Todos os dias temos que começar o dia, escolhendo entre levantar da cama e encarar o dia ou ficar deitado.

Na crônica, Luís Fernando Veríssimo está em um bar imaginário.

“Vivemos cercados pelas nossas alternativas, pelo que podíamos ter sido”, descreve ele no início.

“Ah, se apenas tivéssemos acertado aquele número (unzinho e eu ganhava a sena acumulada), topado aquele emprego, completado aquele curso, chegado antes, chegado depois, dito sim, dito não, ido para Londrina, casado com a Doralice, feito aquele teste… Agora mesmo, neste bar imaginário em que estou bebendo para esquecer o que não fiz, – aliás, o nome do bar é Imaginário -, sentou um cara do meu lado direito e se apresentou:

-Eu sou você, se tivesse feito aquele teste no Botafogo.

E ele tem mesmo a minha idade e a minha cara. E o mesmo desconsolo.

-Por quê? Sua vida não foi melhor do que a minha?

– Durante um certo tempo, foi. Cheguei a titular. Cheguei à seleção.

Fiz um grande contrato. Levava uma grande vida. Até que um dia…

– Eu sei, eu sei…- disse alguém sentado ao lado dele.

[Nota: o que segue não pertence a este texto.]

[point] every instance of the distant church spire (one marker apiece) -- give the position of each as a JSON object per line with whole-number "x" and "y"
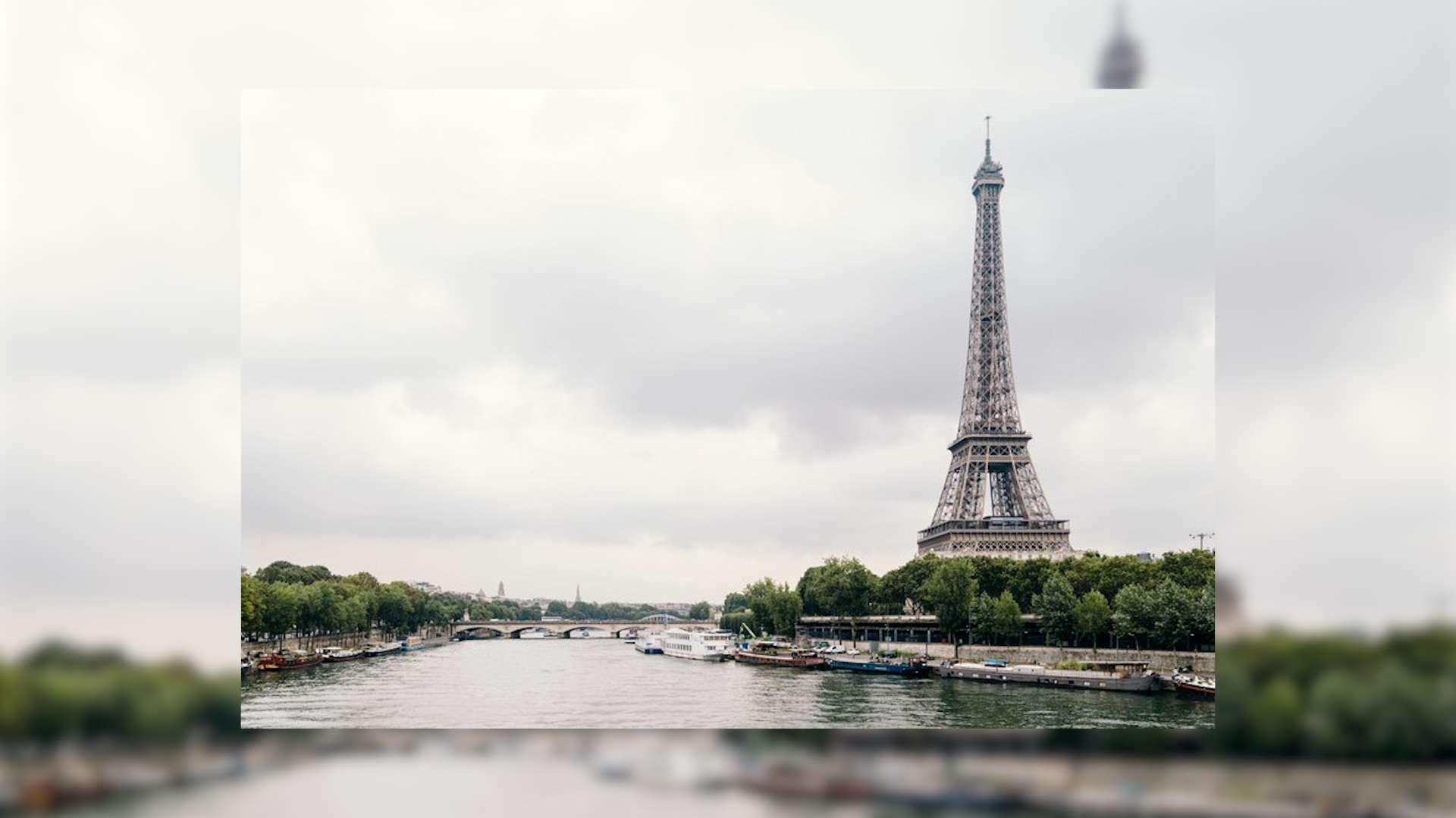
{"x": 1122, "y": 66}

Olhamos para o intrometido… Tinha a nossa idade e a nossa cara não parecia mais feliz do que nós. Ele continuou:

-Você hesitou entre sair e não sair do gol. Não saiu, levou o único gol do jogo, caiu em desgraça, largou o futebol e foi ser um medíocre propagandista.

– Como é que você sabe?

– Eu sou você, se tivesse saído do gol. Não só peguei a bola, como me mandei para o ataque com tanta perfeição que fizemos o gol da vitória. Fui considerado o herói do jogo. No jogo seguinte, hesitei entre me atirar nos pés de um atacante e não me atirar. Como era um herói, me atirei…

Levei um chute na cabeça. Não pude ser mais nada. Nem propagandista.

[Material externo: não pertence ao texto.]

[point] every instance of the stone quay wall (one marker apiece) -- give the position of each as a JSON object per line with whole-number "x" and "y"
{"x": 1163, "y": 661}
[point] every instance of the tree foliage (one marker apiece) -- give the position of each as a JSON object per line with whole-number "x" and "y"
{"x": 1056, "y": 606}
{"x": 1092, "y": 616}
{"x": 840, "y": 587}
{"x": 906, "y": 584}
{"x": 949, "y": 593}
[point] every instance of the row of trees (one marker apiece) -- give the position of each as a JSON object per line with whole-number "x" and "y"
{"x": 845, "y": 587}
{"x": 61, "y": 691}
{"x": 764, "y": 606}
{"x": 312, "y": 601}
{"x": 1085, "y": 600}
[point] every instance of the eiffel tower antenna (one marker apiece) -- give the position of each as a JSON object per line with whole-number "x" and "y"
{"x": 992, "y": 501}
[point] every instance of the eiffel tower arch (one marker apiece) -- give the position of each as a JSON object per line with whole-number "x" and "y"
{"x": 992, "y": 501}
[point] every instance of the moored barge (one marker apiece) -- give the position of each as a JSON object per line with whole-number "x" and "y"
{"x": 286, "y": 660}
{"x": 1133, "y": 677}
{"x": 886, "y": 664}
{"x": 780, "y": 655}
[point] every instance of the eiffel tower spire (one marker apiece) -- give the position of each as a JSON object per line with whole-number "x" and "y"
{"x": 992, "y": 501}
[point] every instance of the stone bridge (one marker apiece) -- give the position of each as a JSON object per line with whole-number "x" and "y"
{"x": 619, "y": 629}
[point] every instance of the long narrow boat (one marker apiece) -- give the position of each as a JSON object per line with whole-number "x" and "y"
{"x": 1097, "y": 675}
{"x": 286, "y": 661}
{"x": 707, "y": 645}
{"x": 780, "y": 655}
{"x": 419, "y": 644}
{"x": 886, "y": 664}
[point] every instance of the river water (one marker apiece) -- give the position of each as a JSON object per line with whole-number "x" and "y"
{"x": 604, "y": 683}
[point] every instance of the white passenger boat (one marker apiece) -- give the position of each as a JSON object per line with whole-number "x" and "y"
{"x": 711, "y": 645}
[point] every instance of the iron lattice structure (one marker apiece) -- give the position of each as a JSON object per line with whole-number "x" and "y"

– Você deve estar brincando! – disse alguém sentado à minha esquerda.

Tinha a minha cara, mas parecia mais velho e desanimado.

-Quem é você?

– Eu sou você, se tivesse entrado para o serviço público.

Vi que todas as banquetas do bar à esquerda dele estavam ocupadas por versões de mim no serviço público, uma mais desiludida do que a outra… As conseqüências de anos de decisões erradas, alianças fracassadas, pequenas traições, promoções negadas e frustração. Olhei em volta. Eu lotava o bar. Todas as mesas estavam ocupadas por minhas alternativas e nenhuma parecia estar contente. Comentei com o barman que, no fim, quem estava com o melhor aspecto ali, era eu mesmo. O barman fez que sim com a cabeça, tristemente.

Só então notei que ele também tinha a minha cara, só com mais rugas..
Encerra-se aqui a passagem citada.